Between 2009 and 2012, Williams was involved in a lawsuit between his label Cash Money Records and EMI music on behalf of label artist Lil Wayne. This came despite the Williams brothers' mentorship of Wayne throughout his career. The legal battle was in relation to unpaid licensing fees on Grammy award-winning album Tha Carter III. In 2012, a judge ruled that Cash Money owed Wayne and his label $1.5 million for "direct, contributory and vicarious inducement of copyright infringement, unfair competition and breach of contract." Despite this, legal disputes have continued to occur between the two parties, mostly pertaining to withheld and delayed music releases.

== Other ventures ==

=== Bronald Oil ===
In 2010, Williams and his brother started an oil exploration business, "Bronald Oil". It was founded with the goal to develop oil exploration properties in the United States and Central America.

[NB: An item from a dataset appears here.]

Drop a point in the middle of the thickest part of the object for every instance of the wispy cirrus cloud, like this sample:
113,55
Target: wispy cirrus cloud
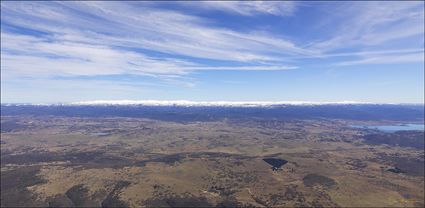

The company has had varying presence since its inception. A 2010 Bloomberg News investigation into the company revealed a number of inconsistencies with claims made by the business and its actual operations in the key areas targeted on their website. Namely, it was discovered that oil and gas regulators within these jurisdictions had never heard of Bronald Oil. This report coincided with the website being taken down from the internet. The company was re-registered and began operating in 2013.

=== Cash Money Content ===
Cash Money Content was created in 2010 as an additional component of the Cash Money Records brand. The launch of Cash Money Content saw Williams and his brother's creation of a book publishing business and film making organization. The book side of the business was created in partnership with Simon & Schuster's Atria Books division, acting as the primary distributor. Williams has been involved in community-focused initiatives through Cash Money Content. In 2014, Williams publicly supported Cash Money Content's online pro-reading campaign stating; "Reading is an important step in the right direction toward making a difference in our community".

=== Charity work ===
Giving back to the community has always been a major focus of Williams. Since the late 1990s, Williams and his brother have hosted a community Thanksgiving giveaway, where over 2000 Thanksgiving turkeys are personally handed out for free. Access to free medical screening is also provided at these events.

In February 2009, the Williams brothers were featured in CNBC's Newbos: The Rise of America's New Black Overclass, a documentary show profiling several black multi-millionaires. Williams appeared in Lil Wayne's Behind the Music episode, which premiered September 10, 2009.